Zira ehl-i delalet toplu saldırmaktadır, o vakit savunma da toplu olmalıdır. Fakat saldırıda olduğu gibi savunma yapılırken bile ölçülülük esası ve ilkesi elden bırakılmamalıdır.
Ölçülülük, cesaret ve bilgelik gibi kavramları oluşturan davranışlar Platon'un da önemsediği üç değerdir. "Ölçülülük erdemi, toplumun en alt katmanına kadar yayılmalıdır. Cesaret bir üst katmanın değeridir. Bilgeliği cesaretin kılavuzu yapanlar en üst katmandır.
Güzel bir davranış olsa dahi ölçüsüz yapıldığında kötü olabilmekte veya başka bir kötülüğe yol açabilmektedir. Örneğin; hasta ziyaretlerini ele alalım. Bunlar kendi zatında/özünde iyi şeyler olmakla beraber ölçüsüz yapıldığında "kötü" olabilmektedir; bir hastanın yanında saatlerce kalmak "kötü" bir davranıştır.
Bunun kötü olduğunu söyleyebilmek için cesaret kötü olduğunu bilmek için ise basiret ve bilgi gerekir. Mahalle baskısına aldırmadan bunu topluma söyleyebilecek cesaret sahibi olup bu ikisini birleştirebilenlere de BİLGE demek yerinde olacaktır.
Öncelikle bulunduğunuz toplumla iyi bir iletişim kuracaksınız ki dini ve ahlaki eksikliklerini teşhis edip tedavi edebilesiniz. Artık İslam’ı, ritüellerini ve argümanlarını aslına uygun fakat günceli de doyuracak bir anlayış ve dil ile sunmamız gerekiyor. Evet, İslam'ın asli kaynaklarına uygun ama günümüzün güncelini de karşılayan bir dil geliştirmemiz gerekmektedir. Yoksa islam âlemi gençliğini kaybedecektir.
“Hep birlikte Allah’ın ipine (Kur’an’a)sımsıkı sarılın. Parçalanıp bölünmeyin. Allah’ın üzerinizdeki nimetini hatırlayın. Hani sizler birbirinize düşmanlar idiniz de O, kalplerinizi birleştirmişti. İşte O’nun bu nimeti sayesinde kardeşler olmuştunuz. Yine siz, bir ateş çukurunun tam kenarında idiniz de O sizi oradan kurtarmıştı. İşte Allah size âyetlerini böyle apaçık bildiriyor ki doğru yola eresiniz. 3/103”
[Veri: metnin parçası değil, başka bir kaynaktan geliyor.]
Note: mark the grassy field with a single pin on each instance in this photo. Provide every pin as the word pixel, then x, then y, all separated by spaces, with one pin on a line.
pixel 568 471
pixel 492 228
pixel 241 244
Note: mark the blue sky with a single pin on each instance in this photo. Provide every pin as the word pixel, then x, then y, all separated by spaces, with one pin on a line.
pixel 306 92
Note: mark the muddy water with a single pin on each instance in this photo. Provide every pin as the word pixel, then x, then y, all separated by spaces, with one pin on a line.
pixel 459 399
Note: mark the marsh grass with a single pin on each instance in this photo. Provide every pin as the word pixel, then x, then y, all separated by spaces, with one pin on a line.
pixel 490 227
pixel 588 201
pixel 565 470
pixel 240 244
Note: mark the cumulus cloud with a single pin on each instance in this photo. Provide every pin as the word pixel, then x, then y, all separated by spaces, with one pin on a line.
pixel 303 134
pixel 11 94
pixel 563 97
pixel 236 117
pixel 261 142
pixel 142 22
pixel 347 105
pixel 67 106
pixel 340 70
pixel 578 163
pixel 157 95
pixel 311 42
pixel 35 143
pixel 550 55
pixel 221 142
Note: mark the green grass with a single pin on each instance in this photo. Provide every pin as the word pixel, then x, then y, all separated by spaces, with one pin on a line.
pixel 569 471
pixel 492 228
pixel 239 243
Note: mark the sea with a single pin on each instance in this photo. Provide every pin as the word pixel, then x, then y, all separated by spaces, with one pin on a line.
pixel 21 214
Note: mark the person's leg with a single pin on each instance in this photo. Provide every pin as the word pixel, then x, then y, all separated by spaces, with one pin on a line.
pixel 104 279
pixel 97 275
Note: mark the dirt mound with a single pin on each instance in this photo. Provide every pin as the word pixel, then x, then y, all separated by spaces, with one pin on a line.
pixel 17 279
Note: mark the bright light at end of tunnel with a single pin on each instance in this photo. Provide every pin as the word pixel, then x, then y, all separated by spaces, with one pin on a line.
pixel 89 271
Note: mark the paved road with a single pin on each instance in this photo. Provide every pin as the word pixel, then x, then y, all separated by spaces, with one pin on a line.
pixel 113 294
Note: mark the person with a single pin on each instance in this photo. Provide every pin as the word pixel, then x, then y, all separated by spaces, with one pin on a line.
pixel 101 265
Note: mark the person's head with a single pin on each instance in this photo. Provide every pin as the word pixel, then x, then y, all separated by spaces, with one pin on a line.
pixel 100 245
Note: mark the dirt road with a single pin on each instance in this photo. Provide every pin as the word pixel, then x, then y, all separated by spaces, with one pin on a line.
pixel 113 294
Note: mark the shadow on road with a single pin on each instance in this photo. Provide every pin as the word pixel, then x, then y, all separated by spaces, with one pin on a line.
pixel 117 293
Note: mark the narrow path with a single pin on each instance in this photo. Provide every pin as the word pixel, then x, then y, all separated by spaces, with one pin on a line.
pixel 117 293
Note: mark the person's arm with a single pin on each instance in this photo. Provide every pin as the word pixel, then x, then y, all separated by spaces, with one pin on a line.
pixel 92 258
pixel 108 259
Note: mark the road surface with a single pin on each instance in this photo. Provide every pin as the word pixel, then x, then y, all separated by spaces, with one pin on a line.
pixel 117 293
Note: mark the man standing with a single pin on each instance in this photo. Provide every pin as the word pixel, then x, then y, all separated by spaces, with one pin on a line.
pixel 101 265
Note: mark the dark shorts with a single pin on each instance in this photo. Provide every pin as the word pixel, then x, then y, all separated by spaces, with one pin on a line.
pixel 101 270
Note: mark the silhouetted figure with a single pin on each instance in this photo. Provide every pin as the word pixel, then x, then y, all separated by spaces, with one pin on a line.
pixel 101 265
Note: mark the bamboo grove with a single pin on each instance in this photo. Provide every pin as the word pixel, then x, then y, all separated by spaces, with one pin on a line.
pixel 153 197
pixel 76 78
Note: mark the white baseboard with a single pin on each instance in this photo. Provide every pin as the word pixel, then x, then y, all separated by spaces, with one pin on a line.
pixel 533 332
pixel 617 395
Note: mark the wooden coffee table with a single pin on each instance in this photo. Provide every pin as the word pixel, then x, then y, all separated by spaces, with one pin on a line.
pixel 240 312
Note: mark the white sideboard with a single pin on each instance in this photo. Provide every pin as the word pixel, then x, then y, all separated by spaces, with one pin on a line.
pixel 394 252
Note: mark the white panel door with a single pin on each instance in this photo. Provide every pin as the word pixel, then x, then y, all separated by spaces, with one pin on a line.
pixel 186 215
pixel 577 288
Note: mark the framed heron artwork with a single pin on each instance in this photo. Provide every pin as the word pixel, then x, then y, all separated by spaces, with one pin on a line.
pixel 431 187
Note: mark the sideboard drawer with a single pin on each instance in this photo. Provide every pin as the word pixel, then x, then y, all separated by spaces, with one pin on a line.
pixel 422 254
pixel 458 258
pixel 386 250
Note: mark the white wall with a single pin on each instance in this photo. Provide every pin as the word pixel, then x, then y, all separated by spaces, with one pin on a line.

Ortadoğu’da “Kardeşlik Hukuku” eksenli bir İttihad-ı İslam sağlanmalıdır.
Şayet Ortadoğu coğrafyasında İttihad-ı İslam'ı sağlayamazsak; sadece Kürtler Türkleri, Türkler Kürtleri, Araplar Türkleri veya Farsları öldürmekle kalmayacak, Kürtler Kürtleri, Araplar Arapları, Farslar Farsları ve Türkler Türkleri öldürmeye başlayacaktır. Bununla beraber bu coğrafyanın kadim halkları olan bizler, kendi sorunlarımıza çare ve çözüm bulamazsak kimse bize çözüm sunmaz ve halimize acımaz!
Evet, İslam coğrafyası günümüzde de yine birbirine düşman olan bireyler/devletler ve halklara şahitlik etmektedir. Dün olduğu gibi bugün de bunu sonlandıracak olan yegâne çözümü o gün inşa edilen kardeşlik anlayışı ve hukuku olacaktır. İslam’ın inşa ettiği “Kardeşlik anlayışı ve öngördüğü kardeşlik hukuku” insanları kurtaran bir gemi gibidir. Binmediğiniz gemiyi iskelede bağlı tutmanın bir manası yok!